Grabschändungen: Jugendliche im Verdacht - Polizei bestätigt noch nicht

Randaliert: Bislang unbekannte Täter zerstörten in den letzten Monaten Objekte auf Friedhöfen, hier Oelshausen. Archivfoto: Heinz

Wolfhager Land. Zerstörte Grabsteine, beschmierte Friedhofshalle. Auf drei Friedhöfen wurde randaliert. Ein Spaziergänger will Jugendliche gesehen haben, die Polizei verneint.

„Als ich von den Grabschändungen hörte, war ich geschockt“, erinnert sich Torsten Fiege, Kreisjugendreferent vom Amt für Evangelische Jugendarbeit Kirchenkreis Wolfhagen. Als Mensch sei er betroffen gewesen, aus Pädagogensicht habe er versucht, die Jugendlichen - falls sie es tatsächlich gewesen sein sollten - zu verstehen.

„Eine Möglichkeit könnte sein, dass Jugendliche vor allem während der Pubertät positive Anerkennung suchen. Wenn sie diese nicht bekommen, wollen sie anders auffallen.“ Und dieses Auffallen sei viel schwieriger als früher: „Damals war man von meinen langen Haaren geschockt, heute dürfen Jugendliche viel mehr ohne einen Tabubruch.“

Deshalb hätten die Täter wahrscheinlich auch den Friedhof gewählt. Nicht wegen des Ortes an sich, sondern weil „Schäden der Allgemeinheit dort eher auffallen.“

Frank Mahlich von der Stadtjugendarbeit Wolfhagen habe nach der Randale am Bründersener Friedhof mit den jungen Erwachsenen im Jugendraum vor Ort gesprochen. „Die Jugendlichen waren bestürzt, hatten von der Grabschändung nur von ihren Eltern gehört.“ Außerdem seien weder sie noch ihnen bekannte Personen die Täter.

Nach diesem Gespräch habe Mahlich die Diskussion über die Taten auf den Friedhöfen aber auch beendet: „Wenn man eigentlich nichts mit der Randale zu tun hat, beschäftigt einen das Thema auch nicht weiter.“

Trotzdem möchte Mahlich die Schändungen nicht verharmlosen: „Das ist nicht einfach nur wie Laternen auf dem Heimweg austreten.“

Genau wie Torsten Fiege kennt er durch seinen Beruf einige der Jugendlichen aus dem Wolfhager Land. „Man kann über die Täter nur spekulieren, aber nicht per se Jugendliche verdächtigen.“ So möchte keiner von beiden die Teenager als Sündenbock für die noch nicht aufgeklärten Straftaten machen.

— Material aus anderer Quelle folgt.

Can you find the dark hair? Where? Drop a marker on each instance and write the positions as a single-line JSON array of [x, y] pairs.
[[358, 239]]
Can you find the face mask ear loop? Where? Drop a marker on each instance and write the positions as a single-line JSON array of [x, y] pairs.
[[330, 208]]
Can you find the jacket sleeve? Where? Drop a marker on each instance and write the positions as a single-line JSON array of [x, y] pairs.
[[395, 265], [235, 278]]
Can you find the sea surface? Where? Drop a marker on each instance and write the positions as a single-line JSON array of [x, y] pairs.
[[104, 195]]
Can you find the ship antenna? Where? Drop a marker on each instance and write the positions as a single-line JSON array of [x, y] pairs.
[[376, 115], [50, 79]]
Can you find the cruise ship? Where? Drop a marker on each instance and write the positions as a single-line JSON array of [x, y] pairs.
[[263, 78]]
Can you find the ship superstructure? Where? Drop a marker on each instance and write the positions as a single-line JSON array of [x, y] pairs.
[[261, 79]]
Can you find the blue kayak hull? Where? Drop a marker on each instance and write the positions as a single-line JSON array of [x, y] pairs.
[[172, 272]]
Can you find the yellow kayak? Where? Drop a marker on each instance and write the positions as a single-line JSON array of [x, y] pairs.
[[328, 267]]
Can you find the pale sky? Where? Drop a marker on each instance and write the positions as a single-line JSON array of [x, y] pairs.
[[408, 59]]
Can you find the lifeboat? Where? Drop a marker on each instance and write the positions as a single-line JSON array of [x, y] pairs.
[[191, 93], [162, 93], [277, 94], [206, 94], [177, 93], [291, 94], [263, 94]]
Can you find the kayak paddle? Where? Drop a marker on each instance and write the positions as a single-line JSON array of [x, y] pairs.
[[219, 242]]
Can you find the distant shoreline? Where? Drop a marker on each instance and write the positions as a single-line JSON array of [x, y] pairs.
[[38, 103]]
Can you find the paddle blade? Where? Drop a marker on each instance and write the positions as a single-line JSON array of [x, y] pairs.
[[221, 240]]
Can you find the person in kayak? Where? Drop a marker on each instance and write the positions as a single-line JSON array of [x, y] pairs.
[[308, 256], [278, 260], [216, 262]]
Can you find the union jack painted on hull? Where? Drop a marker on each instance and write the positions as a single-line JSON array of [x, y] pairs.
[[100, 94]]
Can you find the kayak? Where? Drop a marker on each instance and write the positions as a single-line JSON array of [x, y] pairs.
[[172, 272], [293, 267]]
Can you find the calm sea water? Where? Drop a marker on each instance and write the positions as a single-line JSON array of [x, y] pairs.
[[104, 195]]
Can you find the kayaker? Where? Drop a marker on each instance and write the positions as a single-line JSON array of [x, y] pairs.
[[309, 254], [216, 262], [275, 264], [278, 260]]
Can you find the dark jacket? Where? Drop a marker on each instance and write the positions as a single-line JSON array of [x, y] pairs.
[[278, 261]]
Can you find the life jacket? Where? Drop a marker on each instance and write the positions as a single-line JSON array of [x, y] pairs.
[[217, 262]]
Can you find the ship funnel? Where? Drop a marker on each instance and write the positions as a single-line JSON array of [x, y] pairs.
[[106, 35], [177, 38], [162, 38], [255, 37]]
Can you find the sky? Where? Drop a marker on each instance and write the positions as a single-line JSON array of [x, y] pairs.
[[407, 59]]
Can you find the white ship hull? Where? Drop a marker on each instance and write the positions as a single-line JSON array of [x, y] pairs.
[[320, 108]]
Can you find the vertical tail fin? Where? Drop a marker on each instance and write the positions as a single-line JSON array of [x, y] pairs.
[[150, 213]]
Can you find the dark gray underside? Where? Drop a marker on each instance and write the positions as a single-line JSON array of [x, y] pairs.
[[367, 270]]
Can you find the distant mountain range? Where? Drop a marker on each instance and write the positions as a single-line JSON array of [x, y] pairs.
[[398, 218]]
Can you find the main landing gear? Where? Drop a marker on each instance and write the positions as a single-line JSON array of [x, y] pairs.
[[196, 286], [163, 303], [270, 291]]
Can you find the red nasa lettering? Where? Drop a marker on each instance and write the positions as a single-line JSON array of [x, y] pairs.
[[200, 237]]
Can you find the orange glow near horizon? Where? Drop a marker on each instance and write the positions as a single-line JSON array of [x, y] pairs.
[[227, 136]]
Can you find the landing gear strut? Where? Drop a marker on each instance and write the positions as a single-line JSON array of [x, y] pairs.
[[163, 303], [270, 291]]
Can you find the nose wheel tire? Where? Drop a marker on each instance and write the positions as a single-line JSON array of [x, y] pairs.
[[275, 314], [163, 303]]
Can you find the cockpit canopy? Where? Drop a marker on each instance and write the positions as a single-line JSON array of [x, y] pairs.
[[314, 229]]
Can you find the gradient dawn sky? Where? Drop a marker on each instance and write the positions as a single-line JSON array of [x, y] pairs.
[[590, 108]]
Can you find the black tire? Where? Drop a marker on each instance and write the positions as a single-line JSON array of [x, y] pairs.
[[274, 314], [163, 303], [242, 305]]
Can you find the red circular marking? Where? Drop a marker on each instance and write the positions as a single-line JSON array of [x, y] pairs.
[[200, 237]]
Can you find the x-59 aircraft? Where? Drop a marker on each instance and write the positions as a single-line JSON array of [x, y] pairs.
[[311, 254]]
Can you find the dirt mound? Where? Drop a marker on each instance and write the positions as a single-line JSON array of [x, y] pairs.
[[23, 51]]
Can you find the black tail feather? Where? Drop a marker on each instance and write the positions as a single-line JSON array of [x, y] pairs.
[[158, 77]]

Die Polizei Wolfhagen habe nur im Oelshausener Fall Verdächtige ermittelt, möchte diese aber noch nicht verfrüht nennen.

Bei den Anzeigen wegen Störung der Totenruhe am Friedhof in Wolfhagen und Bründersen, die in den letzten Monaten aufgegeben wurden, gebe es keine neuen Erkenntnisse zu den Tätern, heißt es weiter. Die Ermittlungen dauern weiterhin an.